Sure. As I stated publicly before, Cecilia, we see the heart and liver -- we're hoping that the heart and liver would be categorically different than the lung. The first and foremost important factor is the fact that we had clinical activities in heart and liver up to last quarter in the form of CAP programs and in the DCD in the case of the heart. So that is huge because people are familiar with those. Yes, they still have devices in the shelf. So that is a huge first step. Again, I don't wanna go too far ahead of my skis. Let us finish the design of the registry. If we can get a similar registry design like the one we're getting with the heart, I think we'd be extremely bullish that it's going to look like the heart and it's going to be moving fast. If we end up with something closer to the lung, it just -- what it does, it will add time to go through certain IRBs and stuff like that, that we can't control the timing of that. It usually takes anywhere between 90 and 120 days, to get through these IRBs. But let us do the work and we're hopeful but until it's decided and it's finalized, we really can't comment further than that. But no matter where we end up with the registry design for the liver, the fact that we have 20 centers using the device up until a couple of months ago is huge, and it's a huge advantage over the lung.
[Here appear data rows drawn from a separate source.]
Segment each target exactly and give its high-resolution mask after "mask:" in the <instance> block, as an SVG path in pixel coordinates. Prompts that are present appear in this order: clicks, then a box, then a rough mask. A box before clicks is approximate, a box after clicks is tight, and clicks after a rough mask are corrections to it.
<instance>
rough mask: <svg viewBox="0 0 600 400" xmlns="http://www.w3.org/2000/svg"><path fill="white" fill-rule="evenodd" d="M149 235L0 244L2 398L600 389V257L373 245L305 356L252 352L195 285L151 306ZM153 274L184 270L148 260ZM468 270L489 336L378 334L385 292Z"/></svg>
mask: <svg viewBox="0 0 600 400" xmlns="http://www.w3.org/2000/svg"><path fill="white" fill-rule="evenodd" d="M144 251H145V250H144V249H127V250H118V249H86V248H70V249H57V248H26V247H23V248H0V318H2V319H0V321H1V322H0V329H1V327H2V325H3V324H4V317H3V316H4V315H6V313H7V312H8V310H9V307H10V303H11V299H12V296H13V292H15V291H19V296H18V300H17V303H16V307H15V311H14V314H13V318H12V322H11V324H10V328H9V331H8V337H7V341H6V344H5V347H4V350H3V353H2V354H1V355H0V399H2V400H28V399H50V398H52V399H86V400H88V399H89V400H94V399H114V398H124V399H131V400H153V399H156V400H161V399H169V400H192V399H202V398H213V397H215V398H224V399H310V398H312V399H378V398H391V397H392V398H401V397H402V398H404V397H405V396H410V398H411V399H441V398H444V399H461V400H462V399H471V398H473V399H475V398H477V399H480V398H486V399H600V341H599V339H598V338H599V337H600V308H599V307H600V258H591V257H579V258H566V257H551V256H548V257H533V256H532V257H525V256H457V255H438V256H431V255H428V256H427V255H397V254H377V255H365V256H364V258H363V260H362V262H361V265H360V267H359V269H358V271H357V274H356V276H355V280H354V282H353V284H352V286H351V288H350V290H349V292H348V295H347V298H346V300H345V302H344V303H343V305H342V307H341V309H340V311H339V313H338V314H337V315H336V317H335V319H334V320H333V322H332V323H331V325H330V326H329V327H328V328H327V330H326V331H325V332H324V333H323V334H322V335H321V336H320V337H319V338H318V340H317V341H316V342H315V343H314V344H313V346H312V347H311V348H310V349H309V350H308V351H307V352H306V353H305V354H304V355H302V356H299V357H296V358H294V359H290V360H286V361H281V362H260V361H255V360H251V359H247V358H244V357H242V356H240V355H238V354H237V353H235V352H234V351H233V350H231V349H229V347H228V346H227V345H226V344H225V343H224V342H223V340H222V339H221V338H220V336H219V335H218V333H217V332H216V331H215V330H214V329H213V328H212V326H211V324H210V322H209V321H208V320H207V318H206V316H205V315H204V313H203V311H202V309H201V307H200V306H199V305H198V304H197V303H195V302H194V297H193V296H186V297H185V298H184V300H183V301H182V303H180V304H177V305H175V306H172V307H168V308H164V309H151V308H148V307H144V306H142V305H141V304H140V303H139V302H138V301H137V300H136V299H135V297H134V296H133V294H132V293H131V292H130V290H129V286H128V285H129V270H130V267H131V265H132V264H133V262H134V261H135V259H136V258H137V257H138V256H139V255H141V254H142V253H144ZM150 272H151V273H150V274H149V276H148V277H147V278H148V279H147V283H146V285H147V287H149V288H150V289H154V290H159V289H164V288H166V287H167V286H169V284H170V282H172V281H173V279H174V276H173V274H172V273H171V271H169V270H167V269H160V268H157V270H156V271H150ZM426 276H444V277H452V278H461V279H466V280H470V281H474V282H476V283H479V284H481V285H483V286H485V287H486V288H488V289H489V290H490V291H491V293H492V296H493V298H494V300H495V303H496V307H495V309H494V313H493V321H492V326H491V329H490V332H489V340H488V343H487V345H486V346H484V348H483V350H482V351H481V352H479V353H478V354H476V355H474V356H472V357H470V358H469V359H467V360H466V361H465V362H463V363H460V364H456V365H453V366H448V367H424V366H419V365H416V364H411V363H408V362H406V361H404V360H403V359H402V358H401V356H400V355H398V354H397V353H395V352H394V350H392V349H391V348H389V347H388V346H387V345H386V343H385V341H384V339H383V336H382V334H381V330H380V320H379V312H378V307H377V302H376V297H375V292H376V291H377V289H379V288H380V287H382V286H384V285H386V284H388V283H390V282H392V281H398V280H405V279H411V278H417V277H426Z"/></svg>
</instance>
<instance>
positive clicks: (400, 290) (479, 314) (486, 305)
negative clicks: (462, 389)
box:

And we're hoping that with the registry design being similar to the heart that we will hit the ground running like we're hoping to hit the ground running with the heart.

Cecilia Furlong

analyst
#31

Okay. And in the last minute here, just wanted to ask on your pipeline, kidney, kind of how you're thinking about initial communication timelines there and really beginning the clinical work on that organ side?

Waleed Hassanein

executive
#32

Sure. Cecilia, I want in this minute to remind the listeners that we are -- we have 3 thorough bred markets that horses running here right now, hopefully, 2 right now and the third coming in the form of the liver. Our primary focus is to drive as hard as we can to establish the growth trajectory that we are envisioning for this business using heart, lung and liver. The kidney is going to be 2022 event. And we're staffing up specific expertise for the kidney. But for us, that is an R&D project right now. We're going to communicate it sometime in 2022, and it will take the time it takes through R&D and clinical trial. It's going to be a large clinical trial. And we are excited about that program. It's definitely in our pipeline, but it's going to be a '22 event.

Cecilia Furlong

analyst
#33

Okay. Sounds good, and we'll be looking forward to it. Waleed, Stephen, I wanted to thank you both for the time today. And just looking forward as we look forward to seeing the heart rollout. But again, thank you both for the time today.

Stephen Gordon

executive
#34

Thank you, Cecilia.

Waleed Hassanein

executive
#35

Thank you so much, Cecilia. We appreciate the invite.